In the period of around that April 19 time period, we were exceeding about 1,500 deaths a day in this country. Well, you know where we're at right now? We're seeing now 1,226 deaths on a seven-day moving average. We're almost back to where we were soon This will be the number one cause of death in the country again.
You just said that Minnesota is on track to be one of those southern states. What did we miss in that moment of opportunity when cases were down that we should have been doing? How did we screw up the opportunity?
I’m not sure I take your characterization that we screwed up. I think the challenge has been … people have a sense that we were over this. There was a sense of invulnerability that occurs in our younger adult population that has been part of the feeling of those bars and restaurants have been a major problem.
Indoor air. I can’t say that enough times, indoor air. We saw this explosion there and people said, “Well, you know, young adults don't really get that sick, you know, they don't die from it,” which isn't true. They do die. Not as nearly as frequently as older individuals or people with underlying health problems. And now we’re seeing the spillover. I can tell you of far too many examples, where Father's Day was a disaster. Not at that day because a family all came home, but nobody realized somebody of the younger adult population was infected and transmitted to family members and mom or dad are now dead because of that Father's Day event.
We're now seeing the deaths rise nationally — both in younger populations to some degree, but also in the older population where it's spilling over. And this is going to just keep playing out around the country over and over and over again.
My worse nightmare right now — I’m going to get a ton of emails and just horrible phone calls — I am absolutely frightened by the prospects of this week in Sturgis. 275,000 Americans are going to descend on that town. There are going to be a lot of indoor bars. There are going to be an older population relative to young adults, which are going to be put them at much higher risk. They're going to be there for nine days, which would just guarantee that transmission that occurs at the beginning will only be amplified through the whole time period. And we’re operating as if nothing’s new. I’m promising you right now with all the pain I can say, that come August to early September, Sturgis will have one hell of an imprint on this country.
The problem is that it isn’t just they all come together and congregate in this town in South Dakota, but then they go back to their own communities, right? And they take the contamination with them.

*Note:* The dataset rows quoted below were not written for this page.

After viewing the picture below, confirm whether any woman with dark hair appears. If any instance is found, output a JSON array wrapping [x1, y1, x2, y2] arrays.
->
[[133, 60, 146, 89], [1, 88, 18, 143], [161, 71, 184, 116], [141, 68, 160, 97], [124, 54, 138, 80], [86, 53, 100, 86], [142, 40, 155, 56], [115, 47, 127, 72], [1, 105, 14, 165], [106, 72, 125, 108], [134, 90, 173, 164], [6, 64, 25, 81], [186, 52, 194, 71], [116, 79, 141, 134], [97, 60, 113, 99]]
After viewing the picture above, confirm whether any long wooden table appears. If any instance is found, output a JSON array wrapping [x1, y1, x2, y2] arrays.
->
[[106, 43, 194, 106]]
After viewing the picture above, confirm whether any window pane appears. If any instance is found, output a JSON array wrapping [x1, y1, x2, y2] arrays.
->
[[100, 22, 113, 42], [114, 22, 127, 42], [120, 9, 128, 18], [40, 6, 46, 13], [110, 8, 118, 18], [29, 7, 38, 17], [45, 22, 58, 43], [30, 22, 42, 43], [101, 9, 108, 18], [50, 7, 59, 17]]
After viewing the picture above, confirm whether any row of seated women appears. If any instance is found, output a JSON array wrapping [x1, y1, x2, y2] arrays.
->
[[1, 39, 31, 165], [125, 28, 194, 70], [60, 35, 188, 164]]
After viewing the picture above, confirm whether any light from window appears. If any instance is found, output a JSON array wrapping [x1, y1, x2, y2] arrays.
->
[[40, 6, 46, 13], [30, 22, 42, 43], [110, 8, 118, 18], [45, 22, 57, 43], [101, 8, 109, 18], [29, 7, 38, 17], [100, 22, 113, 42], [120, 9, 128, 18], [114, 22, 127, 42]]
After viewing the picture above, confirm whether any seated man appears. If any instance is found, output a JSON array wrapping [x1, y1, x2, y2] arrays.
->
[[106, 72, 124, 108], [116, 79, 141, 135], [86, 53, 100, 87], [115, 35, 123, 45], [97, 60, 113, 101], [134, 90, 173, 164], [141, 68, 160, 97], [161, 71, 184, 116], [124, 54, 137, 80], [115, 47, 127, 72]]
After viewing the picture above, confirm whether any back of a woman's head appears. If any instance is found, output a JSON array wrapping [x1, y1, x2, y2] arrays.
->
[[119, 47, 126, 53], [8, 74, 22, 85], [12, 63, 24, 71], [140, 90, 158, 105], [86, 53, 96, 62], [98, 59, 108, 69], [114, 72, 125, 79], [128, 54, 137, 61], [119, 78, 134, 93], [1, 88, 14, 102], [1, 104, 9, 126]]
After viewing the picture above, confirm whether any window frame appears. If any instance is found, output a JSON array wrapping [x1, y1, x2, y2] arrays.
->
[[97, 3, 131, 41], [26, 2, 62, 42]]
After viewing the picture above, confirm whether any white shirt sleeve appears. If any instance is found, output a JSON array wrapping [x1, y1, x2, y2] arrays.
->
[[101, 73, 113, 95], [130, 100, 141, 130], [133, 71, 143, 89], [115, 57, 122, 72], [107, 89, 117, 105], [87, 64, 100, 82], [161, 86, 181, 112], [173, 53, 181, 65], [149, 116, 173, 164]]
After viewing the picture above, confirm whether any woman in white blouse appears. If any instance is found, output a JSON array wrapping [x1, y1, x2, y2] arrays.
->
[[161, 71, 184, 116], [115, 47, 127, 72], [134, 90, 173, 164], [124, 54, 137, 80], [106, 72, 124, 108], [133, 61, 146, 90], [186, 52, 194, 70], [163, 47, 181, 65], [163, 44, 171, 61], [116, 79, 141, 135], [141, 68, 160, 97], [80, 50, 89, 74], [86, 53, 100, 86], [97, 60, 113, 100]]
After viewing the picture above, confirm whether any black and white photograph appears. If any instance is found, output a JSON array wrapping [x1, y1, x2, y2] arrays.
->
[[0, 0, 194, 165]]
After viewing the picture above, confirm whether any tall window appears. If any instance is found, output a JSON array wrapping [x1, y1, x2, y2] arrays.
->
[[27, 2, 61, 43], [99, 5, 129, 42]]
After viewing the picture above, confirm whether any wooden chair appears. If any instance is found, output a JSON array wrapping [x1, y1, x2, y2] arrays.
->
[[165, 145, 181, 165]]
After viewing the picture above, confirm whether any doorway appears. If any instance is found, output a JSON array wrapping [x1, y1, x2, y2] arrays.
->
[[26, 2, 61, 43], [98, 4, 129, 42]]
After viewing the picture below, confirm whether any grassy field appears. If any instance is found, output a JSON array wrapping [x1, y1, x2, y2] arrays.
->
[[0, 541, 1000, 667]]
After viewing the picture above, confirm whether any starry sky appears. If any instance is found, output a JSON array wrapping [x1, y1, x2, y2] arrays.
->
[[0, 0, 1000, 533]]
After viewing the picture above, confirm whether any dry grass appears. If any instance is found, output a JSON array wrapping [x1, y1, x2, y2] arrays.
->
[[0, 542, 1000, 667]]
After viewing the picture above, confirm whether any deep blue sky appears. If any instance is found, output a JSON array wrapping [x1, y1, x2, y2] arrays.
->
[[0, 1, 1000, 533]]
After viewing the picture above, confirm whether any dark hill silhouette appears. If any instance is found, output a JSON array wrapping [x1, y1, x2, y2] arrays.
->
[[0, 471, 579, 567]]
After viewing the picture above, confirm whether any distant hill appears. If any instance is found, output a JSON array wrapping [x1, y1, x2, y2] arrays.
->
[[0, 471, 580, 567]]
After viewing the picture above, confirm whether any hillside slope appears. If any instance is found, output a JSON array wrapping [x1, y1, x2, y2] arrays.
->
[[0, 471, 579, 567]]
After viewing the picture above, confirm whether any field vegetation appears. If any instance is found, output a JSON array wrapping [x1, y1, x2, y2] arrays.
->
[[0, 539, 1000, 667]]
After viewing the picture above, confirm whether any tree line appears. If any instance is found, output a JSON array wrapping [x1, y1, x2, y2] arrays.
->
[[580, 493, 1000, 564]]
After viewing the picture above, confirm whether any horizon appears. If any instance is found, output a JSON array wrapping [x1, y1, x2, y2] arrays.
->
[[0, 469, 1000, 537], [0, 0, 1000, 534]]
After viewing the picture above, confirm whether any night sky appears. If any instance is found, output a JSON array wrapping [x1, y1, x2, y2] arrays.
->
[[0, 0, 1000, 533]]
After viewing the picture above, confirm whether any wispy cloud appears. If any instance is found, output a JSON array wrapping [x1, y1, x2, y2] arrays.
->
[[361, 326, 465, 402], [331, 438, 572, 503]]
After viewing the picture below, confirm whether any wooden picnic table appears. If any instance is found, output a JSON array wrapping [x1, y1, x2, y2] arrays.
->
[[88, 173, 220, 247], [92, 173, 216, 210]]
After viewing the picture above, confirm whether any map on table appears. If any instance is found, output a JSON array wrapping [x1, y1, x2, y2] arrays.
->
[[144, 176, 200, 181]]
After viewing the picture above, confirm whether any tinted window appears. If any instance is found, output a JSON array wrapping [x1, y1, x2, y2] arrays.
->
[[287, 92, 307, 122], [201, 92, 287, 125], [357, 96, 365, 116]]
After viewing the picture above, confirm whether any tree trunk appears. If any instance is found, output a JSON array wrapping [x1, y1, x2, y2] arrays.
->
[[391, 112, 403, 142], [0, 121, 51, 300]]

You know, I just, I can't say this loudly enough. Right now over 1,400 health care workers in this country have died from COVID-19. Not all of them were health-care-related, some of them got it in the community, but many were related to their work in the health care setting.
So just understand, when you get infected, you're expecting people to take care of you. You're expecting if you need hospitalization, someone will be there to hold your hand. Won't be your family members because they won't be able to get in, but someone will be there. The brave doctors and nurses and support staff — respiratory therapists, laboratories, even the janitorial staff in these ICUs — are nothing short of heroes. So every time you are an infection in this community, just remember you may be putting somebody else’s life at risk to when you have to go be hospitalized. Because as much as we try, we’re still seeing transmissions in our ICUs. I don’t think most people think about that.